We always feel uplifted when we see her van around knowing that we in Sydney have someone special in the fold that understands the need for personal human expression. It is a well-known fact that Dr Cooper brings such a sense of intimate joy to all that have the pleasure of working with her.
It’s no surprise then that her chair of choice is a sentimental one that has seen her through this incredible journey. A 1940’s sturdy timber chair with robust blood red upholstery and with a strong sense of history and comfort for Cooper. It’s where she sits in her St Peters studio every day conjuring up the stuff of our dreams.
Tell us about your chair? What it it’s story?

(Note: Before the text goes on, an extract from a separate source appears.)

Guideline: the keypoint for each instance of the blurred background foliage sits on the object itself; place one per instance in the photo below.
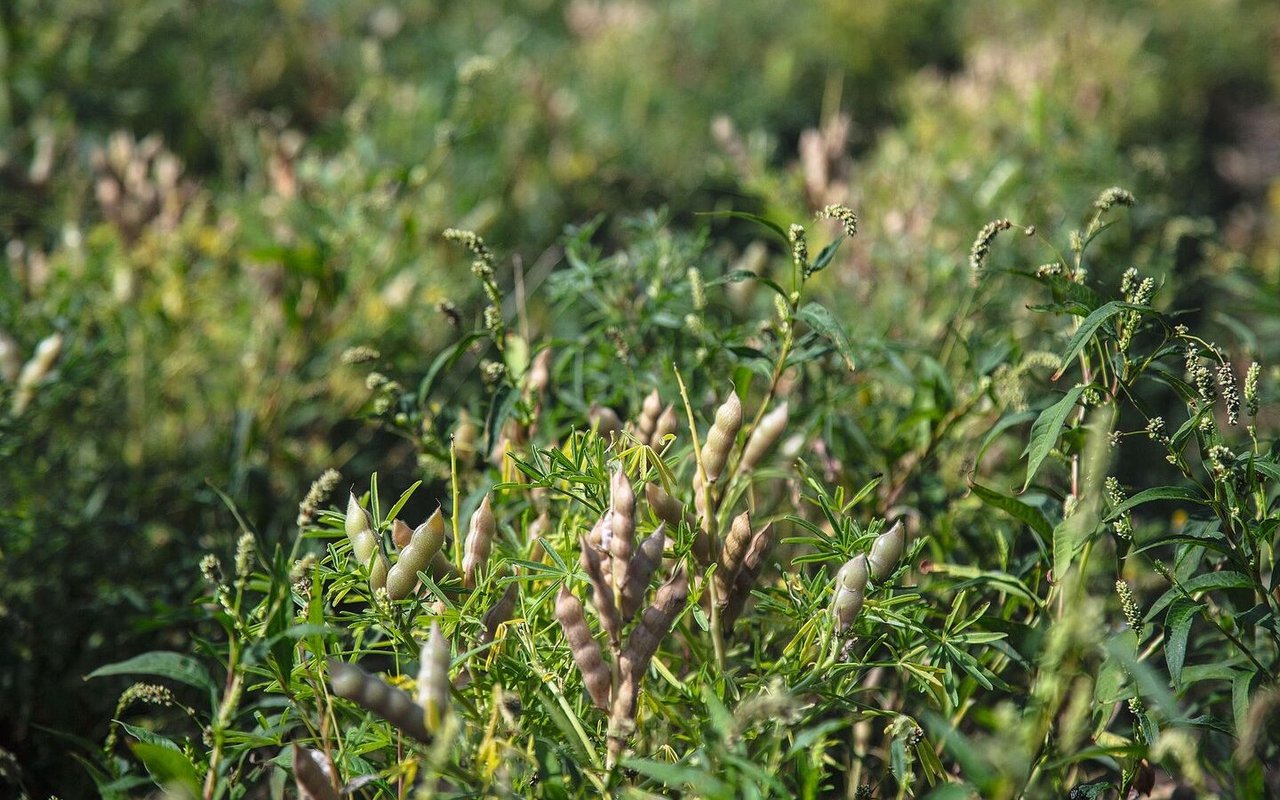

I’ve had this chair for about 15 years. It was given to me by another student at The College of Fine Arts, he was apparently ‘upgrading’ to another chair and as I had expressed affection for his chair he offered it to me. That was second year of undergrad. I have had it as my work/studio chair ever since, I’m very attached to it and intend to have it all the days of my life, god willing. I have developed all of my projects and made much of my work with its physical support. It is comfortable and ergonomic in ways that are particular to its era which I would put around 1940?
Biggest glory-moment career-wise?
My book deal. My van. The signage on my van. The first flower order from someone i didn’t know. Tiffany and Co. commission. First job for the Sydney Theatre Company. First funeral. At christmas my van was parked in Bowral and someone left a note on the windscreen that they like my work. My business card. Art Month. The MCA. Toni Maticevski. The phone call in tears because she loved the flowers so much. The ones who say they remind them of their nanna. They’re all equal.

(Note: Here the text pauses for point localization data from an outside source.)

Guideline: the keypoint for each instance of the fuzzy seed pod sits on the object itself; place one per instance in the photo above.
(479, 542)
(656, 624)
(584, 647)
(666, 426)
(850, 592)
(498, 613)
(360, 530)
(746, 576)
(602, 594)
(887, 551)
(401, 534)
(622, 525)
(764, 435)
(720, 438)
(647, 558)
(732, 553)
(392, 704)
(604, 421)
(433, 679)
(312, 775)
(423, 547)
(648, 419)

The Doctor thing… Tell us about it.
I have a PhD in Art: ‘A Metaphysics of the Annihilation of Self in Video-Portraiture (Imaging mediations between the Human and Divine)’ – a document that speaks both of my art practice and the work that I have continued to produce with flowers as my medium. I worked very hard to achieve this degree and so the word doctor figured in naming my flower work: DOCTOR COOPER STUDIO the inclusion of my title both honours my work as an artist and academic and positions my flower work outside of the usual ‘floral’ names given to flower businesses which is useful in conveying my distinction.
They are the most captivating and effective medium I have found for the expression of human emotion, which has always been the central tenant of my work.
Blundstones or RM’s?
Blundstones for work. RM’s for going out.
What gift do you give to a florist?
Bath salts, a crystal or one of Elise Pioch’s candles. Hermes.
Describe your ideal studio soundtrack
ABC FM (except when the crazy jazz comes on, I can’t abide the crazy jazz – then silence)
What is the most treasured tool of your trade?
My gold secateurs and my printer (which is why I employed my assistant Sophie, she knows how to work the printer – she’s very good)
If you could holiday for a year straight where would you go?
What I know about people who give flowers is…
That they shall inherit the earth (the good souls).